There also will be a battle to restore the special- interest provisions for a few companies that were stripped from the House bill but are part of the Senate version. Concern about restoring public confidence in Congress, which motivated the House action, may yet encourage the conferees to cleanse the bill of these special elements.

Most of California's congressional delegation resisted efforts to weaken the new capital requirements. All 27 Democrats and 10 of the 18 Republicans supported the President. The eight Republicans who voted against the President and in favor of softening the capital requirements were William Dannemeyer of Fullerton; Robert Dornan of Garden Grove; David Dreier of La Verne; Bill Lowery of San Diego; Al McCandless of Bermuda Dunes; Carlos Moorehead of Glendale; Ron Packard of Carlsbad, and Norm Shumway of Stockton.

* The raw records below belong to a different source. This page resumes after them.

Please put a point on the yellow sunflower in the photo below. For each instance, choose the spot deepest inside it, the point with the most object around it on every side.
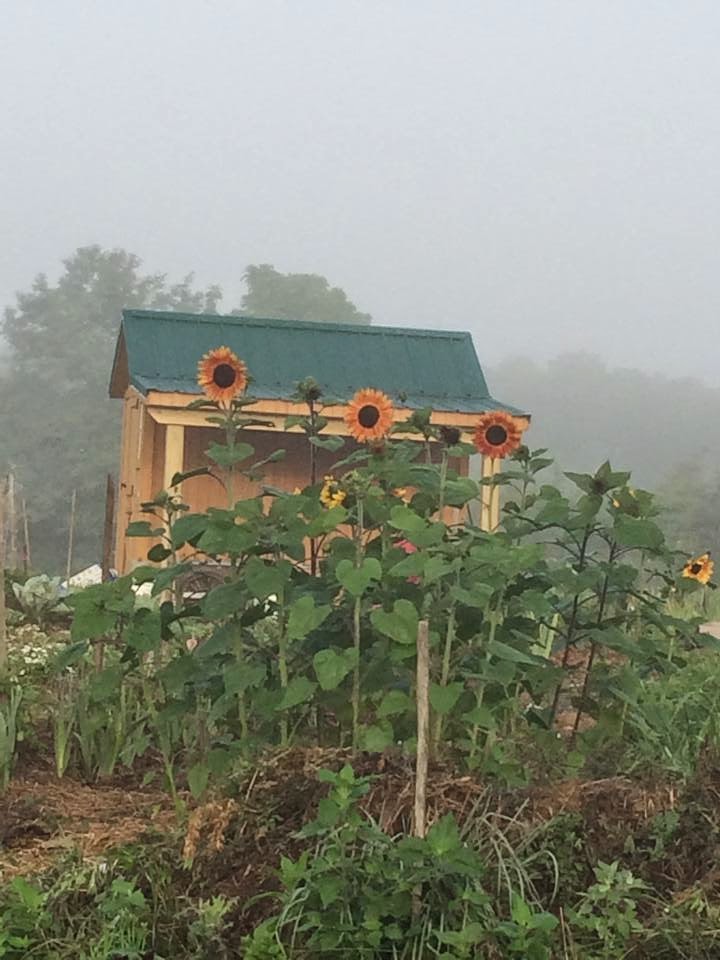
(369, 415)
(222, 375)
(699, 568)
(332, 494)
(497, 434)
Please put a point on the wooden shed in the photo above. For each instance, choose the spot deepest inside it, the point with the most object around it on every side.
(154, 374)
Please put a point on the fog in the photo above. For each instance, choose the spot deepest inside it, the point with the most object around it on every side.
(545, 174)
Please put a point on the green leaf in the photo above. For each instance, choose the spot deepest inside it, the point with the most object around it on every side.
(477, 596)
(241, 676)
(333, 444)
(444, 837)
(504, 651)
(224, 600)
(376, 738)
(400, 625)
(188, 528)
(638, 533)
(299, 690)
(480, 716)
(143, 528)
(394, 703)
(266, 579)
(332, 667)
(158, 553)
(443, 699)
(228, 456)
(70, 655)
(405, 519)
(305, 617)
(143, 631)
(198, 777)
(356, 580)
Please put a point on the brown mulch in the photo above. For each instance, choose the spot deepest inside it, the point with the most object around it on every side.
(41, 816)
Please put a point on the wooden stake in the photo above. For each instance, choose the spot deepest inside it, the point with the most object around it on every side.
(71, 531)
(27, 565)
(3, 619)
(11, 523)
(108, 528)
(106, 558)
(422, 687)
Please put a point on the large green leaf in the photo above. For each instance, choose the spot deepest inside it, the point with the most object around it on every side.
(443, 699)
(299, 690)
(356, 580)
(638, 533)
(224, 600)
(305, 617)
(332, 667)
(405, 519)
(266, 579)
(230, 456)
(393, 703)
(400, 624)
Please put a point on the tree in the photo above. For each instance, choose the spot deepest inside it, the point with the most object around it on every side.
(60, 431)
(296, 296)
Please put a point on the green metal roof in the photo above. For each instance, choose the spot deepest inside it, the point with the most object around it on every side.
(436, 368)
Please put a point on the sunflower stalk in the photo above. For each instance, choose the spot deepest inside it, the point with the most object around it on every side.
(357, 606)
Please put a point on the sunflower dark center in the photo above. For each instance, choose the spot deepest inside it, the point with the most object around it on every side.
(224, 375)
(496, 435)
(368, 415)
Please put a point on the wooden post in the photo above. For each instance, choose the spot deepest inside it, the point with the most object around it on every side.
(106, 558)
(422, 688)
(486, 494)
(3, 619)
(495, 502)
(174, 453)
(71, 532)
(27, 565)
(108, 528)
(11, 523)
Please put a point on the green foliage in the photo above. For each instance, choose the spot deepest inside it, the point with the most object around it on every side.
(367, 894)
(296, 296)
(39, 598)
(65, 436)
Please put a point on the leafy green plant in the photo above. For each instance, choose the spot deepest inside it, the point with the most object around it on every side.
(605, 920)
(40, 597)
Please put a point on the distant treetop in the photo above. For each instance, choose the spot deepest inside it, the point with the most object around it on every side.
(296, 296)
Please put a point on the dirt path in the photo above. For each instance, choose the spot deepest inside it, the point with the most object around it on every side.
(40, 816)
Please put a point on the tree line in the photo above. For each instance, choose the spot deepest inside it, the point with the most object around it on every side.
(60, 432)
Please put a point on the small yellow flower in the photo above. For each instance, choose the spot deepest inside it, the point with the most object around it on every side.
(332, 495)
(699, 568)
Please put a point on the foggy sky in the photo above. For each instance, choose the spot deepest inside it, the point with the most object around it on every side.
(545, 174)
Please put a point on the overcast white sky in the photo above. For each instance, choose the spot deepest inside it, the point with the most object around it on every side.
(546, 174)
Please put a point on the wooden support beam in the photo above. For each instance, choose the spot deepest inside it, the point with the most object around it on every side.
(174, 452)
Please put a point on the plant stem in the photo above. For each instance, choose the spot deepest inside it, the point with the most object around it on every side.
(593, 648)
(572, 623)
(359, 556)
(282, 661)
(445, 673)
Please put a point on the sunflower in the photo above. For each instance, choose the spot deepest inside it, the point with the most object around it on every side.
(222, 375)
(497, 434)
(369, 415)
(699, 568)
(332, 494)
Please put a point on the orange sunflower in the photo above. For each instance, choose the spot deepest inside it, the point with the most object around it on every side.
(369, 415)
(699, 568)
(497, 434)
(222, 375)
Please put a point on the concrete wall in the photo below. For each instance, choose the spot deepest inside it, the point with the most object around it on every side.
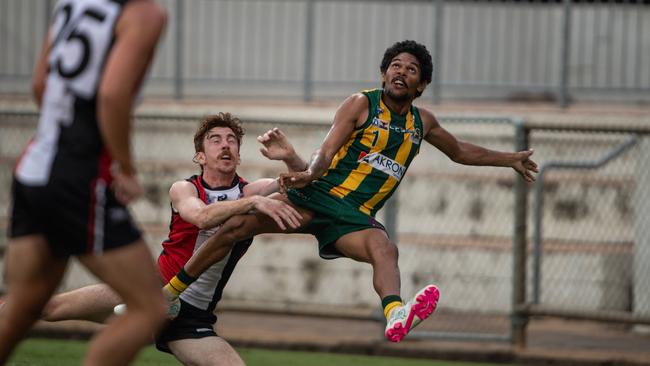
(455, 223)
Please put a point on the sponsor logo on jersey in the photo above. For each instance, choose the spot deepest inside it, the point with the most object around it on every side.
(380, 123)
(384, 164)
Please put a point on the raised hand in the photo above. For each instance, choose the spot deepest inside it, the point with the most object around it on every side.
(276, 146)
(279, 211)
(524, 166)
(294, 180)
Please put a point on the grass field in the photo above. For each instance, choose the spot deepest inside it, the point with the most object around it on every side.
(47, 352)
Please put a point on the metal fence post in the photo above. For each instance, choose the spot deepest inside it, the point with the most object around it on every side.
(565, 54)
(48, 9)
(309, 50)
(178, 46)
(519, 320)
(437, 47)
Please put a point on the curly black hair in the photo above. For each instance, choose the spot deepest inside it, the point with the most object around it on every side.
(416, 49)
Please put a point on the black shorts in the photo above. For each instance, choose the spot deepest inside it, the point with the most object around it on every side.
(74, 217)
(191, 323)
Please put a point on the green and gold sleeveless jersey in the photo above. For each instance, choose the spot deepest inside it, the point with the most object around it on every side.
(370, 165)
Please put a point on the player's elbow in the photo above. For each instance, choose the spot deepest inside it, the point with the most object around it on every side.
(203, 222)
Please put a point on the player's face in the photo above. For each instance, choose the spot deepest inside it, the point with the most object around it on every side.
(221, 150)
(402, 78)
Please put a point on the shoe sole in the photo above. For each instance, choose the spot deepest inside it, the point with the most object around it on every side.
(426, 302)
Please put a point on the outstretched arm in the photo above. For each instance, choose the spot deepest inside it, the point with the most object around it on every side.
(275, 146)
(350, 114)
(469, 154)
(186, 201)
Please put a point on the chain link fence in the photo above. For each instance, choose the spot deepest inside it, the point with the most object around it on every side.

In any form, the bailout will be painful for taxpayers, who will pay most of a total cost of close to $300 billion over 10 years. Unfortunately, there is no reasonable alternative, given the federal commitment to protect depositors. But the bailout must serve as a reminder that the collapse was no accident. It resulted from the failure of Congress and federal regulators to control the situation, and from mismanagement, much of it laced with larceny, on the part of irresponsible thrift executives. The best that can be done now is to adopt rules to minimize the risk of a repeat, and to keep the cost as low as possible.